Essa cooperação de todos com todos funda uma nova ótica que, por sua vez, origina uma nova ética de con-vivência, cooperação, sinergia, solidariedade e comunhão de todos com todos e com a Terra, com a natureza e com seus ecosistemas. A partir desta ética nos contemos, nos submetemos a restrições e valorizamos as renúncias em função dos outros e do todo.

Ou assumimos tal ética e sobre ela fundamos um novo pacto socio-cósmico ou corremos o risco de ir ao encontro do pior, ou de fazermos uma travessia altamente destruidora da vida e da humanidade, capaz de dizimar um número incontável de seres vivos.

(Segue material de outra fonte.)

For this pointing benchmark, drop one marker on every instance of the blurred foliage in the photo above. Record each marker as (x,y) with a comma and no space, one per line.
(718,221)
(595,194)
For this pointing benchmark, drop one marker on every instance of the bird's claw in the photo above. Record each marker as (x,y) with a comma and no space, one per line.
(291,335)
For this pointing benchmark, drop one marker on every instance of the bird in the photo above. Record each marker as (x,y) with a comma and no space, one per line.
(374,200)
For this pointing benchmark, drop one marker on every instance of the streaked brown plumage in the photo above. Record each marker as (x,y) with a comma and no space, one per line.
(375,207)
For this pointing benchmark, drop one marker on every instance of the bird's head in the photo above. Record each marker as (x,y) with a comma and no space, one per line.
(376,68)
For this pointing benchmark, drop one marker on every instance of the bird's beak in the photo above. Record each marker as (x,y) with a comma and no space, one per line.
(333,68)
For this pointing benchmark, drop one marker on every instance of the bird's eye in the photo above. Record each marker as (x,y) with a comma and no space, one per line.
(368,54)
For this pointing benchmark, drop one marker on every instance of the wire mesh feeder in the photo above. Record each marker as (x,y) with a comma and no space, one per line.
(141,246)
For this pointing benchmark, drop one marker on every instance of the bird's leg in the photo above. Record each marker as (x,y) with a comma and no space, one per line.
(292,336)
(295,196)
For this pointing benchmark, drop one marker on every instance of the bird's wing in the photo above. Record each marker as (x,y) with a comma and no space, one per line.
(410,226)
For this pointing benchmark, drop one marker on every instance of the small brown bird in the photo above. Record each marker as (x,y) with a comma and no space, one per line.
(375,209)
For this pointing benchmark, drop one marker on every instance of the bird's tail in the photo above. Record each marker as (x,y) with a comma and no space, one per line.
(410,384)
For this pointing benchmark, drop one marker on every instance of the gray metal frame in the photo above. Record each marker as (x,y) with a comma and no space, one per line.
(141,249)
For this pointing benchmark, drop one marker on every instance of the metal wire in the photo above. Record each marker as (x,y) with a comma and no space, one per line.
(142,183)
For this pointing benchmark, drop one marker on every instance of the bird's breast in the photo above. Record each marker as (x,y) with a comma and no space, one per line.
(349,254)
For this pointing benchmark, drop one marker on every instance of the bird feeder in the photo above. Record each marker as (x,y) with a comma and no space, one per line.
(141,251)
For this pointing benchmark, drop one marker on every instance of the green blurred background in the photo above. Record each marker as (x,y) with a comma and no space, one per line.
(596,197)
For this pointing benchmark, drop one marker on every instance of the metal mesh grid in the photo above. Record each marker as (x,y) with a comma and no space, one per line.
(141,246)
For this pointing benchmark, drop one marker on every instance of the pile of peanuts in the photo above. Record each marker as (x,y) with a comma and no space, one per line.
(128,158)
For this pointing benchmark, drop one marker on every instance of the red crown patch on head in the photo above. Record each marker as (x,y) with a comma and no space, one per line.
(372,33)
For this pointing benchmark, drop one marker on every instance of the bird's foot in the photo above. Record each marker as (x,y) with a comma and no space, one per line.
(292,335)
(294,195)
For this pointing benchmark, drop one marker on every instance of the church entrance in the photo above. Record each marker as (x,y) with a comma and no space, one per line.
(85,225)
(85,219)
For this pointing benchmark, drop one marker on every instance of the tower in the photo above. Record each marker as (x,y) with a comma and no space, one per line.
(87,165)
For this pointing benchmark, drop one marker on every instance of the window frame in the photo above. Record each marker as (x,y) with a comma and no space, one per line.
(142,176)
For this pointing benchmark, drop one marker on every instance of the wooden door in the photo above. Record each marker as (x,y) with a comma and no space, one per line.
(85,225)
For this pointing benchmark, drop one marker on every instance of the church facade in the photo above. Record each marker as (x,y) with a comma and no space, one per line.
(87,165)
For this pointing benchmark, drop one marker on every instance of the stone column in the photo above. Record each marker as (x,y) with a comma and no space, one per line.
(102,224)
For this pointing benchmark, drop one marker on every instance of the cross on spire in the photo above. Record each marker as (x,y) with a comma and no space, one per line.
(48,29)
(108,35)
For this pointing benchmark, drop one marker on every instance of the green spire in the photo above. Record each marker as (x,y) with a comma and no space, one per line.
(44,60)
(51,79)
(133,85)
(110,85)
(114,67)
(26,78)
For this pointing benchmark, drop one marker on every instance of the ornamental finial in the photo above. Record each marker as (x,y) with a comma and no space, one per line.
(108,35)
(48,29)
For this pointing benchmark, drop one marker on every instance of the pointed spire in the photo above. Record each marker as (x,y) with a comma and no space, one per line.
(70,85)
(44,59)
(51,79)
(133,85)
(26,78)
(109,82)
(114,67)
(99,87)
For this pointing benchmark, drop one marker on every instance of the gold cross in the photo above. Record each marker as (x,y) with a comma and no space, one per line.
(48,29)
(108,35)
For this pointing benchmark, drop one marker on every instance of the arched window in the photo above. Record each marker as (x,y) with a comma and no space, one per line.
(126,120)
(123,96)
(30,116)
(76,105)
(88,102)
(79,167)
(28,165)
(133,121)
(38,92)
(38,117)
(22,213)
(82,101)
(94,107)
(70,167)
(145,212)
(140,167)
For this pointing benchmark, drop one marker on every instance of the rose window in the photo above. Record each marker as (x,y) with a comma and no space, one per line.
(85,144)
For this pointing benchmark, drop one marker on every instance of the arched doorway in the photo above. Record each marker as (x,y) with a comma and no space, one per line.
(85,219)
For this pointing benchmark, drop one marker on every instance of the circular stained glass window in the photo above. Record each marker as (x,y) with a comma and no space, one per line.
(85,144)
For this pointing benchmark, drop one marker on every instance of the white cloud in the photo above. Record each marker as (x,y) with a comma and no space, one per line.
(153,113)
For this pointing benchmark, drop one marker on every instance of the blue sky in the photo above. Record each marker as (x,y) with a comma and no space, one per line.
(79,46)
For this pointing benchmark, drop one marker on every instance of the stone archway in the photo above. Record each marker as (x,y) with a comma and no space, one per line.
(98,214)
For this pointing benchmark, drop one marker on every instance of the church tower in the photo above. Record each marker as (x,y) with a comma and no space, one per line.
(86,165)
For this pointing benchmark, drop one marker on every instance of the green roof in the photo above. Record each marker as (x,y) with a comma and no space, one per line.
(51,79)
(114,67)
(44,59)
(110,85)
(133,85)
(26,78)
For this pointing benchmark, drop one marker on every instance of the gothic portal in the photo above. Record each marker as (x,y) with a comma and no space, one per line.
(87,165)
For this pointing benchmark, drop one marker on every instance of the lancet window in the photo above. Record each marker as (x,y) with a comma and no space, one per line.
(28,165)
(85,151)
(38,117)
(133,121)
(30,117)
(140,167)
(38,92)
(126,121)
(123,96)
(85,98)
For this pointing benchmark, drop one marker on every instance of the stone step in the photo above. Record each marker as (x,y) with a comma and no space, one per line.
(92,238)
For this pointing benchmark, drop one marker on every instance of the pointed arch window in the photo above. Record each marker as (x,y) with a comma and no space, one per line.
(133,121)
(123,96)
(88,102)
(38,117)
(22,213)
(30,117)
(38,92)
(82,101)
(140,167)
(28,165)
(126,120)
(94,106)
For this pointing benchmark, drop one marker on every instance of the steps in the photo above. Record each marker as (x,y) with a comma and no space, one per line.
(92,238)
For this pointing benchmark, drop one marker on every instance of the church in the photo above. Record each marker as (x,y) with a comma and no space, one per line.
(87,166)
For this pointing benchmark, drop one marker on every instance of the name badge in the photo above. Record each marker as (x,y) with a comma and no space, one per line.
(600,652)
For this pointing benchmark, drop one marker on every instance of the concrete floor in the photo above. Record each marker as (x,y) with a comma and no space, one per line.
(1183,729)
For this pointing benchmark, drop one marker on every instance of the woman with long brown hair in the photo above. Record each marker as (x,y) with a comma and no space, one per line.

A partir dos sobreviventes deste eventual colapso, aprender-se-ão as amargas mas benfazejas lições para uma nova história. Com os valores fundados na cooperação e na solidariedade inaugurar-se-á um outro tipo de ser humano, com outro tipo de civilização e com outro tipo de destino planetário da humanidade. O ser humano, indivíduo social aprenderá a entender-se como sendo a própria Terra que chegou ao momento de sentir, pensar, amar, venerar e se responsabilizar pelo futuro comum dos humanos, de todos os demais seres e da própria Terra, pátria e mátria de todos.

Uma nova história começará, seguramente mais cooperativa, humanitária, ética e espiritual.